SDK for ORAC API: a collection of ETL and algorithms for ORAC
The main library is written in Scala though submodules are written also in python.
The submodules can be downloaded with the following command:
git submodule update --init --recursive
To update the submodules:
git submodule update --recursive --remote
To create a self contained jar with the spark code type:
sbt assembly
DISCLAIMER: the readme is a work in progress and is not complete.
ETL program which convert a specific XML format into a format suitable for the item to item encoder NN It calculate items similarity using LSH algorithm. The program has a command line help.

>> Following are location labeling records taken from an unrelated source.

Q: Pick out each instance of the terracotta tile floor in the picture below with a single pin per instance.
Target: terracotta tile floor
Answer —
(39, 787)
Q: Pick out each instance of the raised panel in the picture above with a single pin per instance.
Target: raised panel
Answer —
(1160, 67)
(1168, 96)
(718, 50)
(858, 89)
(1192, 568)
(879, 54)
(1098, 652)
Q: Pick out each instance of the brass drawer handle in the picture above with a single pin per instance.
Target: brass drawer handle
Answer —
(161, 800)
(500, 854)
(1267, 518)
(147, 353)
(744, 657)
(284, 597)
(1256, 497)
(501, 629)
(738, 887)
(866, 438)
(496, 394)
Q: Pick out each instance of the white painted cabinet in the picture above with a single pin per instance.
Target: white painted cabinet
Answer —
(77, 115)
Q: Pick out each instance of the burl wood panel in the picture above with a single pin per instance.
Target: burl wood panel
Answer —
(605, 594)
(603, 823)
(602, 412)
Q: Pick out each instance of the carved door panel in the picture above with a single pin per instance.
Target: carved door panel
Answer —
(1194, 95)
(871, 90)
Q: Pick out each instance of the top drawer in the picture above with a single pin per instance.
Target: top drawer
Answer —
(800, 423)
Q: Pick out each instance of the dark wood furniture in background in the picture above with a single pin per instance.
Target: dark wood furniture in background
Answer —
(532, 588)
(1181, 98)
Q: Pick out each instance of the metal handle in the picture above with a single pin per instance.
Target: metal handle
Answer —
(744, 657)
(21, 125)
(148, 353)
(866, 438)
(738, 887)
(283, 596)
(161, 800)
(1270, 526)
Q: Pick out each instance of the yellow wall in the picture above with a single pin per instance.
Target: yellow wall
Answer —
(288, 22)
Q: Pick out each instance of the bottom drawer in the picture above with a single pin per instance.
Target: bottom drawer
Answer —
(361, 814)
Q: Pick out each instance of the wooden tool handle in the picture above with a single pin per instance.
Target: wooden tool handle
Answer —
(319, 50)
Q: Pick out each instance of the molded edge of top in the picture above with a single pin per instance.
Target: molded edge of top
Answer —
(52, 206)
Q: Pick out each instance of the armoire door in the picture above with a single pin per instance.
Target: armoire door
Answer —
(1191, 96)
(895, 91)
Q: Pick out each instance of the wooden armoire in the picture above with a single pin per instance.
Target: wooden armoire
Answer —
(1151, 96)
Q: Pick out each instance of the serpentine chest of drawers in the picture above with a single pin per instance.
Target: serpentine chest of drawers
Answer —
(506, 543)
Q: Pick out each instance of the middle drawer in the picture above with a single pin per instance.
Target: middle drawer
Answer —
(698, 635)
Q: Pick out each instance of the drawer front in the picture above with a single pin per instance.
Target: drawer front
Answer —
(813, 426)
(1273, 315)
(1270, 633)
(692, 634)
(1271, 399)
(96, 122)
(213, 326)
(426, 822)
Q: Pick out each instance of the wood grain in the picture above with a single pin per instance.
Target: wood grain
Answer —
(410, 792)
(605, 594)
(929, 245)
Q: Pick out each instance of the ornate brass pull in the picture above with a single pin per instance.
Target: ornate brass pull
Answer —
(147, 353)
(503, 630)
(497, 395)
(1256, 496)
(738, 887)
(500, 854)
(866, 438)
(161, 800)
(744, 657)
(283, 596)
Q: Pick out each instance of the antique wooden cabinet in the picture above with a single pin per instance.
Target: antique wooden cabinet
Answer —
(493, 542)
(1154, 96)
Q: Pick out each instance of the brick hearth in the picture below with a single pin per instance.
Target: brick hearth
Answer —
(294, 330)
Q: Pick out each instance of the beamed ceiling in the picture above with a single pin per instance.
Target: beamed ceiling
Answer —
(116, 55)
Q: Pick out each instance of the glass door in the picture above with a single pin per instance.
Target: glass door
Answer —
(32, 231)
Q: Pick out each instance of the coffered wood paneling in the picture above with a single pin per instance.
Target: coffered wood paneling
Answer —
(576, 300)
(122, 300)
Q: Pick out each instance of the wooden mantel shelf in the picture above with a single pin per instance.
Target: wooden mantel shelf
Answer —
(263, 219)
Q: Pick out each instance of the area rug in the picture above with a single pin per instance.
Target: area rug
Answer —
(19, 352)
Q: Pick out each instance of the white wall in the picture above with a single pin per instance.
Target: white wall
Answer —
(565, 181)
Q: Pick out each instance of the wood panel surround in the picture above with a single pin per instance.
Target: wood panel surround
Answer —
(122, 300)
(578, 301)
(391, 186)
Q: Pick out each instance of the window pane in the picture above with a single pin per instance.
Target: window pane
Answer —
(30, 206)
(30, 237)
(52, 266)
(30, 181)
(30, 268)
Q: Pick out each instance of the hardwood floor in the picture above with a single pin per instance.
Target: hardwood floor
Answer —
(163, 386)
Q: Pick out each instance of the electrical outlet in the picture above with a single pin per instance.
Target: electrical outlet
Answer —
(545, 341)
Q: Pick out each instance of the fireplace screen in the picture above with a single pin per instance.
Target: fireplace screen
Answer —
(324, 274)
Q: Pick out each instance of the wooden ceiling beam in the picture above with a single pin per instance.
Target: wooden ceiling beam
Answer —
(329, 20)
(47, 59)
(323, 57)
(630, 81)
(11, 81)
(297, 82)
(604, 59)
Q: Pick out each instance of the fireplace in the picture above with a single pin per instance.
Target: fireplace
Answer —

export JAVA_OPTS="-Xms256m -Xmx4g"
sbt assembly
Sample submission:
ASSEMBLY_JAR=orac-sdk-assembly-dad9212b5f3ca9daefb9d7bc3c2384c6d963a304.jar
spark-submit --driver-memory 8g --class io.elegans.oracsdk.commands.SupermarketETL ${ASSEMBLY_JAR} --input data.xml --shuffle --output ETL_FOLDER --simThreshold 0.5 --sliding 2 --genMahoutActions --basketToBasket --rankIdToPopularItems
To download the submodules:
git submodule update --init --recursive
To update the submodules
git submodule update --recursive --remote